The commission costs hundreds of thousands of dollars a year, with little to show for itself other than a handful of reports. 

Al Jazeera America's America Tonight aired a segment last night called “Money for Nothing,” about the proliferation of “hundreds of obscure committees, commissions and boards, each packed with staffers and appointees.”
To wit: the Bipartisan Internet Political Practices Commission, the Commission on Uniform State Laws and the California Cling Peach Growers Advisory Board. Some are perfectly legitimate government committees. Others are industry groups who meet together under the aegis of state government, because if they did so in private they'd risk violating antitrust laws.

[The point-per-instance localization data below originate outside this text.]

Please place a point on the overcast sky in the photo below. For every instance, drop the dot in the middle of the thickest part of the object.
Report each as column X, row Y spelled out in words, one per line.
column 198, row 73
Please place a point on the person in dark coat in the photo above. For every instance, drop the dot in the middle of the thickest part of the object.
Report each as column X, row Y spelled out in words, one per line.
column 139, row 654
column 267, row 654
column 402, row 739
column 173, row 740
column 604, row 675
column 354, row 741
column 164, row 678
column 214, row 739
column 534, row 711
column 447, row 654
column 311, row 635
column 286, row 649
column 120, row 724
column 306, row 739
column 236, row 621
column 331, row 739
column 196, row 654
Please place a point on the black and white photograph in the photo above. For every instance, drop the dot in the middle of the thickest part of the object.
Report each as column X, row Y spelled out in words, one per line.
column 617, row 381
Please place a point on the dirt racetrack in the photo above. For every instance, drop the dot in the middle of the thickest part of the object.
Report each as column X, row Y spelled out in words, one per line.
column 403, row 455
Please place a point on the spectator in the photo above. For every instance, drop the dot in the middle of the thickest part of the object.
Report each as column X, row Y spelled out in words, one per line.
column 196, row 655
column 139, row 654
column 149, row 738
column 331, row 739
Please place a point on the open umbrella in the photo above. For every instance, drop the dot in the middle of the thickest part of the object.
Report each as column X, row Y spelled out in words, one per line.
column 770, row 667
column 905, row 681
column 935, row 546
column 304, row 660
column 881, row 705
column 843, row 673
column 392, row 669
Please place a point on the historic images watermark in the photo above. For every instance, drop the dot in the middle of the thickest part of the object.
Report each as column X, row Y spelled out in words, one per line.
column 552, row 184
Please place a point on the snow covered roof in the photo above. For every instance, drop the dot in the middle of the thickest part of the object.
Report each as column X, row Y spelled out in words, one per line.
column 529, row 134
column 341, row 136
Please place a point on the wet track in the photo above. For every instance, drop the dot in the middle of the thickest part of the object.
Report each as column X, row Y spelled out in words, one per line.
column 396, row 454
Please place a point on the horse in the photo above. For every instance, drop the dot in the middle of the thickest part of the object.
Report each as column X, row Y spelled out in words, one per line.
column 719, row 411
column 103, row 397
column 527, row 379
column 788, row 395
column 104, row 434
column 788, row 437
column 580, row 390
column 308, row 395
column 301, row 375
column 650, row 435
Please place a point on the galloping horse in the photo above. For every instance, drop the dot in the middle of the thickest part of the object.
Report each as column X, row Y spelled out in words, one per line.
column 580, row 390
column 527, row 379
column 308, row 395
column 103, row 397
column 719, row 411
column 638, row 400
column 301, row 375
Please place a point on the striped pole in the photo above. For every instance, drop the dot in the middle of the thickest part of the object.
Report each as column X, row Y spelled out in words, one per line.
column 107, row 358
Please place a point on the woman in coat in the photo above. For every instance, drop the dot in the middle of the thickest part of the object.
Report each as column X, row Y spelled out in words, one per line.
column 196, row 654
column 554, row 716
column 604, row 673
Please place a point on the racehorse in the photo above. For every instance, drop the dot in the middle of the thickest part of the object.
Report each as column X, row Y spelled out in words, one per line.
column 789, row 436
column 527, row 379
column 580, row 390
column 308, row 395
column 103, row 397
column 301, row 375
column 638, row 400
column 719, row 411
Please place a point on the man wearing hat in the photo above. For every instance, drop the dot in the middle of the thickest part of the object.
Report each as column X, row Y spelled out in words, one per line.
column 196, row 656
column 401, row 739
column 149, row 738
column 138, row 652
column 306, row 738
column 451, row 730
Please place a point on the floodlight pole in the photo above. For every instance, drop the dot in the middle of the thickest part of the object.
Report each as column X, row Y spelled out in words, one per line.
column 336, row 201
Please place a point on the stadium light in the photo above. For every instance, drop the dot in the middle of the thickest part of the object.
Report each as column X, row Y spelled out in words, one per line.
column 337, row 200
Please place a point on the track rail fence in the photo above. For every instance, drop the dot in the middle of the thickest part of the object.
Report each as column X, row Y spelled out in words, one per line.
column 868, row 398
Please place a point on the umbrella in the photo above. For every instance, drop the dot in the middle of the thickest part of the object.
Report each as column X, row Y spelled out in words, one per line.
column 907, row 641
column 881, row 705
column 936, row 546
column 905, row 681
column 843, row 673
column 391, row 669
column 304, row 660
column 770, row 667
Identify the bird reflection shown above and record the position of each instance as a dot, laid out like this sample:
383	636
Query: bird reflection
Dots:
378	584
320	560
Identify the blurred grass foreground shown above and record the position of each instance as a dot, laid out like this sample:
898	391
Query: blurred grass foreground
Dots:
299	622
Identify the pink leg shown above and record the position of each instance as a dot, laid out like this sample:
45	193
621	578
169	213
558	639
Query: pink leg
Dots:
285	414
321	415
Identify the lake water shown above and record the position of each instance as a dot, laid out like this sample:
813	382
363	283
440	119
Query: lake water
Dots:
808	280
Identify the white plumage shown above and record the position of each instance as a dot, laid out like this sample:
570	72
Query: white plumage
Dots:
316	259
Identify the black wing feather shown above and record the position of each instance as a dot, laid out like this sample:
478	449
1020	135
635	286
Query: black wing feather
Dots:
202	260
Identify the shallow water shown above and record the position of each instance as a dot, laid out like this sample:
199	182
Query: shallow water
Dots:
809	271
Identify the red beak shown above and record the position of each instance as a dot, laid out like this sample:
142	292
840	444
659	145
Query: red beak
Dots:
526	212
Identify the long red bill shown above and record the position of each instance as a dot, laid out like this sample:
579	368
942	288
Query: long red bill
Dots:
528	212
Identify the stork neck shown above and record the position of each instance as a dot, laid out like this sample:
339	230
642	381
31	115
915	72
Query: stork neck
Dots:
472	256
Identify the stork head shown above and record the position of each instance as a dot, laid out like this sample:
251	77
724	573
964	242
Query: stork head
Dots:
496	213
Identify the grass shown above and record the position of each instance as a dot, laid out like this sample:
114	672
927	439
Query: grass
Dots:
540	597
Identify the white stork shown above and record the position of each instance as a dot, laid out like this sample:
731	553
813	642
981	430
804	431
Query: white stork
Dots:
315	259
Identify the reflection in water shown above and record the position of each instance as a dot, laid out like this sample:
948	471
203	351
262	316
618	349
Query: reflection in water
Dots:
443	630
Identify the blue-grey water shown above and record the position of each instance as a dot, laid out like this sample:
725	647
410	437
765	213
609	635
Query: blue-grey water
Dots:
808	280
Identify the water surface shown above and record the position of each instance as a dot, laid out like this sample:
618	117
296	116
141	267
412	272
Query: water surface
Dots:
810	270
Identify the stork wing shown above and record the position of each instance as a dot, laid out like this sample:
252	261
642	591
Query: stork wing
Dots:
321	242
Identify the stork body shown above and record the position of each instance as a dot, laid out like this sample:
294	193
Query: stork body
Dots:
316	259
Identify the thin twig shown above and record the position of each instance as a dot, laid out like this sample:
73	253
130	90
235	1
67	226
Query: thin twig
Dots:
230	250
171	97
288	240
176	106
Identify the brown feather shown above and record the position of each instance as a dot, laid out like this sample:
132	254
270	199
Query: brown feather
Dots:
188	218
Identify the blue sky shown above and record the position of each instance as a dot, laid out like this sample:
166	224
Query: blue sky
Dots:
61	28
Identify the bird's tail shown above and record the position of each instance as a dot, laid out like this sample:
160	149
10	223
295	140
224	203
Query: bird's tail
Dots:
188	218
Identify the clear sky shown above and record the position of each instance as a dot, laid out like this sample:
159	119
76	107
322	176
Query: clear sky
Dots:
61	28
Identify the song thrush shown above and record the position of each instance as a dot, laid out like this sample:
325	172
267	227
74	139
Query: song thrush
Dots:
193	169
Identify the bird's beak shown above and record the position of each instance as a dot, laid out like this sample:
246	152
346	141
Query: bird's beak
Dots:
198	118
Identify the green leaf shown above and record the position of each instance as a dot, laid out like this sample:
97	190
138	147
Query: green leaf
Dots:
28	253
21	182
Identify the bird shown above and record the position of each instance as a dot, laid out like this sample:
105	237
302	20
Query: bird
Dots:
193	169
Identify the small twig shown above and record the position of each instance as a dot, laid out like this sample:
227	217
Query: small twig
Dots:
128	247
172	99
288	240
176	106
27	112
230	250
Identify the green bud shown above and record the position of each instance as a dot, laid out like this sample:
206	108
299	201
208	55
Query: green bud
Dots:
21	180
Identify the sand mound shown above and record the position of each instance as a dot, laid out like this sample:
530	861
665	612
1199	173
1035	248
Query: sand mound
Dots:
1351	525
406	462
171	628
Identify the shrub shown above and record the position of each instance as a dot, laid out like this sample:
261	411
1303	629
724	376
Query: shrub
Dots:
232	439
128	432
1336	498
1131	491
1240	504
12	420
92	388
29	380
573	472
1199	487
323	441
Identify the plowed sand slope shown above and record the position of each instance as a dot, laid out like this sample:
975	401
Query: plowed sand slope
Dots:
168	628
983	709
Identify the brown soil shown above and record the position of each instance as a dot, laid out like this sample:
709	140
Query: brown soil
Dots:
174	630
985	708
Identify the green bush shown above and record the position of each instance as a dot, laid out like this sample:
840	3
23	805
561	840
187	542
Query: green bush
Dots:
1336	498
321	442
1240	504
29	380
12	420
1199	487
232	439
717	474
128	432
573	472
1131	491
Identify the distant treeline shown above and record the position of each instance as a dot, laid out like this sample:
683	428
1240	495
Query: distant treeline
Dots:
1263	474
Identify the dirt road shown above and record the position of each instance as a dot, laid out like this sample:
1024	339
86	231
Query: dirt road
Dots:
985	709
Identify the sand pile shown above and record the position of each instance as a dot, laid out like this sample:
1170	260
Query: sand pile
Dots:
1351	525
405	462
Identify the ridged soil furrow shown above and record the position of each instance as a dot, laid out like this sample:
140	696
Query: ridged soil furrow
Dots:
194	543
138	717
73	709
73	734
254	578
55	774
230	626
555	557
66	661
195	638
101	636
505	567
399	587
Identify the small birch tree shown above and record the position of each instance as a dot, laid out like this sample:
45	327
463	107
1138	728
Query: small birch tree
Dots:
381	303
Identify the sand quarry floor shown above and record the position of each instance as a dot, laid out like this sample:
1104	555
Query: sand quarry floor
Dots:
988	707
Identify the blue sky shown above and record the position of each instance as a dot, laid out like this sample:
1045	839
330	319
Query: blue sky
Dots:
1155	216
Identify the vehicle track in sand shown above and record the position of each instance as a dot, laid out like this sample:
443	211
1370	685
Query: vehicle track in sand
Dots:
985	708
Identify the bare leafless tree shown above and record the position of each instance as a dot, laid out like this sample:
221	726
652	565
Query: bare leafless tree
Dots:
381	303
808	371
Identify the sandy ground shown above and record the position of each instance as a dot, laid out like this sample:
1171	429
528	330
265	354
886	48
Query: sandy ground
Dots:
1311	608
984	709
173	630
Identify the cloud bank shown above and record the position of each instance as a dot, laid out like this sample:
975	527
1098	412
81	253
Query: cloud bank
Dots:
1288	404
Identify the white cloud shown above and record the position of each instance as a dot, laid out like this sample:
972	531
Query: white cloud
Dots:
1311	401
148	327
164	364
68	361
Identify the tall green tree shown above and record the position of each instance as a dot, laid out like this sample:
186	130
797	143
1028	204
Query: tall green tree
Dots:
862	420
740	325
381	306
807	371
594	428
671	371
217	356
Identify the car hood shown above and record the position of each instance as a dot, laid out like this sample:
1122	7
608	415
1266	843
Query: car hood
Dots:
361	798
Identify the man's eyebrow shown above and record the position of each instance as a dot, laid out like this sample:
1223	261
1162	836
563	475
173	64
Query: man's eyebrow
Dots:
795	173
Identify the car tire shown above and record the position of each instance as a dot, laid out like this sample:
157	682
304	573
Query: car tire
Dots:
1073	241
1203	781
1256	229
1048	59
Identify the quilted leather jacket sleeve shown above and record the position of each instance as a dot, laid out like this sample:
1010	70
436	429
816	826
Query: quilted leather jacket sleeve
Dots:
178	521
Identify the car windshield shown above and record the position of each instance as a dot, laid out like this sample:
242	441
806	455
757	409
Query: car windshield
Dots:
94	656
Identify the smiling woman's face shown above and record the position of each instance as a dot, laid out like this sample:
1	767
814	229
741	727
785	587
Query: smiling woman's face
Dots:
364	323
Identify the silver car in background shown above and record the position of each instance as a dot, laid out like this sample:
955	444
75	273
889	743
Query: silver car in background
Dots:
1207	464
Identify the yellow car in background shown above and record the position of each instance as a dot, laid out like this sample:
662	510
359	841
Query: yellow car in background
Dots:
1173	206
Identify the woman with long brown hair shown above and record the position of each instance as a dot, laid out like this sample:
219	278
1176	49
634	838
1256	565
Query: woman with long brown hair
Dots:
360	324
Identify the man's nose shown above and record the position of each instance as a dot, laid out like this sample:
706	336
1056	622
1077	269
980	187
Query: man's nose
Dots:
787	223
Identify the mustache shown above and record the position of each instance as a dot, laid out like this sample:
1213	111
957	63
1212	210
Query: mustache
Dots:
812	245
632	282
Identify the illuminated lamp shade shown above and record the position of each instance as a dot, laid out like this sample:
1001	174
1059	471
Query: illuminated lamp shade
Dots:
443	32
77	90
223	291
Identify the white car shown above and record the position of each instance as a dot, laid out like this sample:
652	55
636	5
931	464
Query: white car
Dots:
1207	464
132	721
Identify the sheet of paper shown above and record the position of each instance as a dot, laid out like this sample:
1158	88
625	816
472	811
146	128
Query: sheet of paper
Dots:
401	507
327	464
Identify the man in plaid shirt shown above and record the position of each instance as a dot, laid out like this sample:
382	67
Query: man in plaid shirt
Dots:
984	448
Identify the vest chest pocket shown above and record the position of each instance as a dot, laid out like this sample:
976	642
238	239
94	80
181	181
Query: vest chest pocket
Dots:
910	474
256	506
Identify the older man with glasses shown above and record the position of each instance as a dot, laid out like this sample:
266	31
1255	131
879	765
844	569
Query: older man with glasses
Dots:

And others are just a waste of taxpayer money. Like the Senate Advisory Commission on Cost Control, which paid its executive director, a longtime Sacramento staffer named Melissa Kludjian, $116,928 a year, The commission also rung up various expenses, according to the Al Jazeera report, like a $70,000 American Express bill to … do something?

Credit: Al Jazeera

Credit: Al Jazeera

A public records act request by Al Jazeera turned up only two meeting agendas since 2010. One agenda item read: “Make the Legislature aware the Commission exists.”

Even that simple task appeared beyond the powers of Kludjian and the rest of the commission – no one seems to have any idea what the commission does. (Kludjian recently retired from her post, which has apparently gone unfilled. This reporter would like to hereby throw his hat in the ring.)

The commission's website, a study in minimalism, offers few clues. One page lists a number of reports; the commission's most recent work is a hodgepodge. Since 2012, it has commissioned five reports: two on prison procurement, two on veterans programs. Nothing was published from 2005 to 2012.

So just how many of these vaguely wasteful committees are there?

Douglas Johnson, a fellow at the Rose Institute of State and Local Government at Claremont College, who's heavily featured in the Al Jazeera report, says there's no way of knowing, but the number of pointless California government committees and commissions could number anywhere from 10 to 80. 

The existence of these commissions is, of course, nothing new. In 2004, then-governor Arnold Schwarzenegger formed – what else – a commission, to reorganize the state government and make it more efficient. The commission produced a report that, among other things, recommended the elimination of 88 boards and commissions.

But the recommendations were largely ignored.

Says Johnson: “Every one of these commissions has some advocate.”